I have the following table:

https://i.redd.it/5szak6k1mhe31.png

I need to perform fp growth so that the ‘Student’ tuple in ‘Category’ and ‘Profession’ are considered separately and I can get the pattern [10-20], [Student], [Student]. The code i am using gives me support along with the patterns and it considers ‘Student’ in all the columns as same, how can extract only the patterns from this code and also get the pattern mentioned above?

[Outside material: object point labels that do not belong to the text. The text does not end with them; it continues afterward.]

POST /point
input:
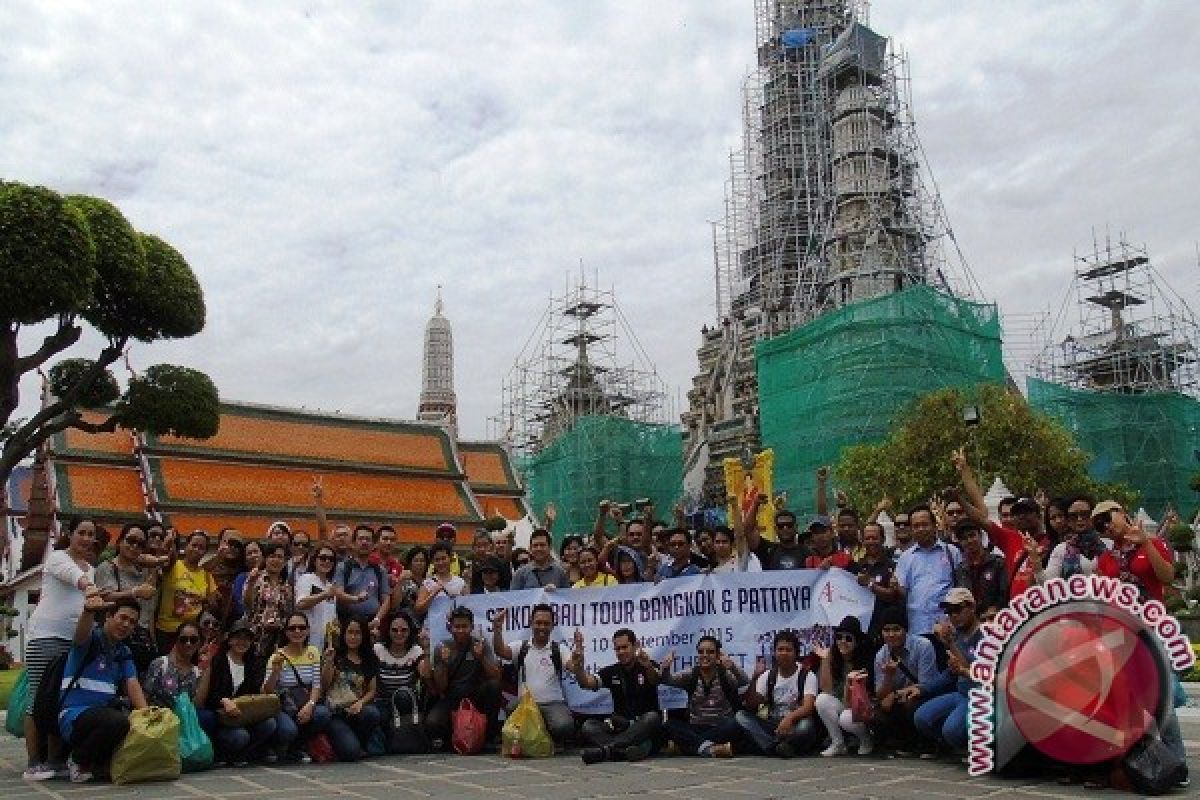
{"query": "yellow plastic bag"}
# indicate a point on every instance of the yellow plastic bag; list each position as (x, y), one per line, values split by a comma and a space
(150, 751)
(525, 734)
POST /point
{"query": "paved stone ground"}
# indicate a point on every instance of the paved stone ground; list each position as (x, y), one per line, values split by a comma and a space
(567, 779)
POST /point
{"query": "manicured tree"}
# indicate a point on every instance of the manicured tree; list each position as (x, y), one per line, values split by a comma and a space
(75, 260)
(1026, 449)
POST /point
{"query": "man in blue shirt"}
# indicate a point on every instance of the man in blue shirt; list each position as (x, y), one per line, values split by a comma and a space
(679, 563)
(925, 571)
(364, 589)
(97, 667)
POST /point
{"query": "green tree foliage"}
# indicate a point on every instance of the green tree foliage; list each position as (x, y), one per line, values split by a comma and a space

I have the following code:

dataset = [[’10-20′, ‘Student’, ‘Student’, ‘Chicago’],

[’30-40′, ‘Adult’, ‘Unemployed’, ‘Chicago’],

[’30-40′, ‘Adult’, ‘Finance’, ‘Washington’],

[’10-20′, ‘Student’, ‘Student’, ‘Boston’]]

import pandas as pd

from mlxtend.preprocessing import TransactionEncoder

te = TransactionEncoder()

te_ary = te.fit(dataset).transform(dataset)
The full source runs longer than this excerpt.